THE END by Gary McMahon -- a review


The End by Gary McMahon – a review by Gary Fry

I’ve read an awful lot of Gary McMahon’s work, either in manuscript form when we were both starting out together as regular writers or, more recently, in its published form. Having reviewed him previously, I’ve described his work as unflinching, inventive and powerful. I think my favourite book of his was the first of the Concrete Grove novels, which contained a sustained passage of horror across multiple scenes that truly got under my skin. And that’s why we read this kind of stuff, isn’t it – to be rattled a little?

So I came to this relatively short novel in the hope of a similar experience. The title boded well – what could be more threatening, more viciously terminal, than the end? And then, suitably apprehensive, I started reading the book.

In many ways, as McMahon states in his afterword, the novel is his homage to those short, sharp shockers from horror’s tawdry boom in the 70s and 80s, whether dog-eared paperbacks or fingerprint-grubby VHS cassettes. It has a similarly furtive feel about it, the opening sequence in London presenting lots of pungent omens as an ostensible suicide cult begins to blight the city while the novel’s central character and colleagues try to continue with their recession-affected lives. These suicidal episodes escalate, spread across the country, and McMahon’s characters end up going on the run – or rather, retreating to where their hearts are: up north to their homes and to those they love.  

What surprised me most was a piece of fiction not mentioned in McMahon’s afterword, though it’s a more recent one than those he does. It seems to me that, as the characters reach a property in which a paramilitary group is being established, the book’s principal influence might be Danny Boyle’s 2002 film 28 Days Later. We have the London opening, a group on the run, the alt-military group occupying the place to which they flee, the focus on breeding, etc.

This is certainly not a negative thing, as McMahon’s source of national menace – suicidees rather than zombies (and these scenes are done extremely well) – is very different, but I did feel as if I was in very familiar territory here, as if the narrative was merely documenting an expected sequence of events.
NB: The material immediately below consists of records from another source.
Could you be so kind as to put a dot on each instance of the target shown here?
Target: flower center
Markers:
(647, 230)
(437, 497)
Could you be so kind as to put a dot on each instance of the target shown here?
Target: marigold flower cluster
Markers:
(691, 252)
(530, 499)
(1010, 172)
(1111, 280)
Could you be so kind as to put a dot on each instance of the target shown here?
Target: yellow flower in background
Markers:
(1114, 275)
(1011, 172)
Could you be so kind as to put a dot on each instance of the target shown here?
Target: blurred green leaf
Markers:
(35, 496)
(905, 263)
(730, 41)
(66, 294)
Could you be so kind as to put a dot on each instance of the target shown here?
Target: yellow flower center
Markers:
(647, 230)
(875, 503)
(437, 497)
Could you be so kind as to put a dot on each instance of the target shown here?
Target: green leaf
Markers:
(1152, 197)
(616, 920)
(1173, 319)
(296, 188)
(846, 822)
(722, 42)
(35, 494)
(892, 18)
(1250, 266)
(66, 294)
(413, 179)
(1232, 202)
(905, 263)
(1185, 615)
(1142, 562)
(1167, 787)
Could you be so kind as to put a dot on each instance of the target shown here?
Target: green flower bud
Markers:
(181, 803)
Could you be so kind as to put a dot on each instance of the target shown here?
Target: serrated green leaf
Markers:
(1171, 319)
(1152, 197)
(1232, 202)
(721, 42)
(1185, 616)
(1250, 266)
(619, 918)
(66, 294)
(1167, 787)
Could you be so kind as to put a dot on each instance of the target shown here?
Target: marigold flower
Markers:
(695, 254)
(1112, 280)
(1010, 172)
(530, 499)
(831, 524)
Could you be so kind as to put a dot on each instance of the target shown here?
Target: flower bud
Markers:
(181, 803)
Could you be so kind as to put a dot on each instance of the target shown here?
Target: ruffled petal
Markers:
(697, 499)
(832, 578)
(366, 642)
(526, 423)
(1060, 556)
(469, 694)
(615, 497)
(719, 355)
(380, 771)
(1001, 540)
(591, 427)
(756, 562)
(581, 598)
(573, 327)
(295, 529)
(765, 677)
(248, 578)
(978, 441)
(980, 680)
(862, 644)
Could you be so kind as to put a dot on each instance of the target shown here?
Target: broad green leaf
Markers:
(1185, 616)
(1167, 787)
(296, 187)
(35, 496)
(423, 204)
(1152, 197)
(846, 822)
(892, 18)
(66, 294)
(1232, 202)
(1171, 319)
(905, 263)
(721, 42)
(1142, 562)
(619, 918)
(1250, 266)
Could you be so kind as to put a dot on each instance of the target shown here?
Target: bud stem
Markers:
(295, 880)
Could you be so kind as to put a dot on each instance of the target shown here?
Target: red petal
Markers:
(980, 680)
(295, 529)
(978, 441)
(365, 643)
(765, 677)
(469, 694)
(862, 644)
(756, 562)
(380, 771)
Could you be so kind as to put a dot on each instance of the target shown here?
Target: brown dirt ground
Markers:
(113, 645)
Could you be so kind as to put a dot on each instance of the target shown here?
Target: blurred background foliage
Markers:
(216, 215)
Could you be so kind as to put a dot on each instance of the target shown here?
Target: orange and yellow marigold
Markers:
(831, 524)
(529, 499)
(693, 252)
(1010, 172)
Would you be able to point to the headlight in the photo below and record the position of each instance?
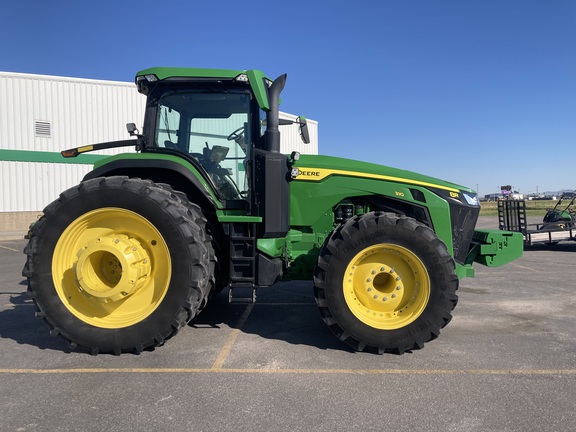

Nevertheless, the multiple set-pieces which constitute the group’s stay at the refuge is extremely well done (including a particularly effective sex scene, which truly captures the feelings involved in such an act during a period of societal fragmentation), and Thwaite, the cult’s leader, is an intriguing character, with his bizarre dress sense and ridiculous aspirations. I could have done with a lot more of him.

So far, so enjoyable: well-written, tautly structured, conventionally and professionally developed. But all the while I could sense something else going on, a suggestive undercurrent of unease arising from a series of telephone calls the lead character makes during his and his companions’ road trip. Something is not right here; the way these conversational chapters are structured, like a stage-play script, is kind of off-kilter.

This certainly maintains the narrative’s momentum. As I consumed all the expected descriptions of escape, I simultaneously wanted to know what all those calls amounted to, what the guy would find when he got home. And this is where the book comes into its own, where it transcends its many influences and becomes something a bit special. You see, up until this moment, I’d felt as if the book was merely a well-judged piece of homage; but all the while, McMahon had been doing a lot of quietly accumulative work, building up to this gut-punch at the end. Which is not to say the finale is wholly unexpected; I’d kind of anticipated it. It’s just the way it’s done, the prose McMahon summons, which sends a chill deep down.

It’s a marvellous end to a book which is very definitely more than the sum of its parts, an appropriately short novel which starts with a modest grim factor and just elevates that by gradual degrees until the final bleak horror. Like a lot of the best stuff in our field, its impact is artfully choreographed and I think that’s the finest thing to admire here: its Gestalt vision, its unrelenting tone.